Kathleen and I sat down for a nice breakfast at a resort here in Ghana. It was a 3’ square table. We sat beside each other in one adjacent corner and left the far two sides open. After sitting for a minute we realized we were not alone. There were about 100 little spider or mite type things running around in crazy circles in the far corner, probably lapping up something sweet from the night before. So we asked the waiter to take care of our little problem and all he did was take a paper napkin and swipe it across the table and said, “There you go.” We were happy. But then over a period of about 5 minutes, one by one they started showing up and before long there was a full chorus of the little guys again. We decided they needed to eat too, so we each kept to our corner and they to theirs and we all had a good breakfast.

We moved around a lot from night to night and came back to one place where I noticed three little sawdust piles neatly lined up under the runner on the bed frame. I didn’t have a clue but Kathleen thought they were termites. Wes sided with her, so we had termites gnawing on our bed while we were gone. Most of the bed frames are made of mahogany here. Termites love mahogany. At another place, I’m laying in bed at night with my head on my pillow, and I hear something digging almost like a little minnie power drill. I lift up my head and the sound goes away. I press my head down again and I can hear it again. I press down harder into my pillow and the sound is just resonating now. Cool. Termites!

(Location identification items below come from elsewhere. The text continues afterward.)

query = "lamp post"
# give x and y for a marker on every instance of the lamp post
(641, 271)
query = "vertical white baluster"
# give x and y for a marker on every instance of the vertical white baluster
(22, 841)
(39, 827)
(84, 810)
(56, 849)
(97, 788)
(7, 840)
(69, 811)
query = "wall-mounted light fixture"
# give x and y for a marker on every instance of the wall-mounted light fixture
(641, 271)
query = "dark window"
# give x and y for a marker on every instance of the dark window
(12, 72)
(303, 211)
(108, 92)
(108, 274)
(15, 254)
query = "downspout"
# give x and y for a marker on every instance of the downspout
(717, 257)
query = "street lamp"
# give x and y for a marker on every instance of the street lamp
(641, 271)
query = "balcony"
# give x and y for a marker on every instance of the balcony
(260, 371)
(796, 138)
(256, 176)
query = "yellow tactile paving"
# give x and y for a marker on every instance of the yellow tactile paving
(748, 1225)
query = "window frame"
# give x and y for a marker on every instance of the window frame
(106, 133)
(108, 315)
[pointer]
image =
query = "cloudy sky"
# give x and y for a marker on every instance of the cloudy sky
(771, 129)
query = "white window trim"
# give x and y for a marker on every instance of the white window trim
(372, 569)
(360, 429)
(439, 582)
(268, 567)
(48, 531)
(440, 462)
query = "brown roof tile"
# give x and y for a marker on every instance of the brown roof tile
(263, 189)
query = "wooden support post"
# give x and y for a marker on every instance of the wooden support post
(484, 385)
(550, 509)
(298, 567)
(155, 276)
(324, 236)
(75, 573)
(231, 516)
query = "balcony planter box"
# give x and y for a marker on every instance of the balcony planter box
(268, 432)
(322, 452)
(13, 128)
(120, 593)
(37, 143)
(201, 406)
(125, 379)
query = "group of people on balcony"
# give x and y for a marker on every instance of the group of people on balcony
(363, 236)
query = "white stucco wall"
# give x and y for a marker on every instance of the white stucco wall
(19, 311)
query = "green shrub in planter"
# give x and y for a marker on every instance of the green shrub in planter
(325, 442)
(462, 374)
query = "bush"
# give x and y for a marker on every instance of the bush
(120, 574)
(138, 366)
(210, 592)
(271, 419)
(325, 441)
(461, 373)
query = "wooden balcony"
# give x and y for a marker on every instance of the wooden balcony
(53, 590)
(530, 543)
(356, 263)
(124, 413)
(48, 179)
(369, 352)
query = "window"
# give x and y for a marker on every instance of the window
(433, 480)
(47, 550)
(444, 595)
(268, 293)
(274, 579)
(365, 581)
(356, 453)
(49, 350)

When you wake up in the morning you get to see all the bugs you killed during the night. So you either swatted in your sleep, or just rolled over on them and squished them in the process. And then of course, when you go to bed at night you want to make sure the bed is at least starting clean. You lift up the sheet and sweep out the dead bugs from the day along with the odd live bug before you crawl under the sheets. For the most part, you just pretend they are not there.

We had it pretty nice here as far as bugs goes. I’ve hear worst stories from others that have visited Africa.



I know that Wes and Katie would prefer that I don’t use too many names on my blog, so for the most part I think I have tried to stay to first names only. And even then, I know that they would prefer I keep that to a minimum to protect the privacy of the village and the people here. But I do want to take the liberty of chatting with you a bit about Wes and Katie. They won’t be happy, but they will get over it. I’ll hear about it eventually when Katie reads this but I think she will forgive me. I’m hoping.

I want you to know a little bit about Wes and Katie as I have experienced them. I know that I could never presume to know a whole lot about anyone, especially after only spending a few days with them. But I want you to see them as I saw them during this time and came to know a little bit more about who they are and what they mean to this community. Again, from my short little time frame that I was privileged to see through.

Wes is a wonderfully intelligent man. I really like his sense of humor. Not too much get’s by him, in fact, I don’t think I saw one thing get by him.  Half the time you have to be listening real good to know if he was kidding or not, and I usually found him having some fun with you. I remember when I told him before I arrived that my time with them might be shorter than planned and he informed me that the inverse of being a host is taking someone hostage. When I came to realize how dependent we were going to be on Wes to get us from Accra to the village (a 4-5 hour trip over crazy terrain) and back again, his threat was real and I had to first digest that reality before I could get to the humor behind it. It all worked out and the 7 day extension to my time here made it possible for me to never find out if there would have indeed been a hostage taking of sorts.

Wes is the techno wizard of all that goes on here for the translation team. But then I found out that he is not only that for this team but for all the Wycliffe translation teams across Ghana. I think there are seven. He keeps all their computers and software going, in fact, he wrote some of the software that they are all using now that is making their jobs much more effective and productive.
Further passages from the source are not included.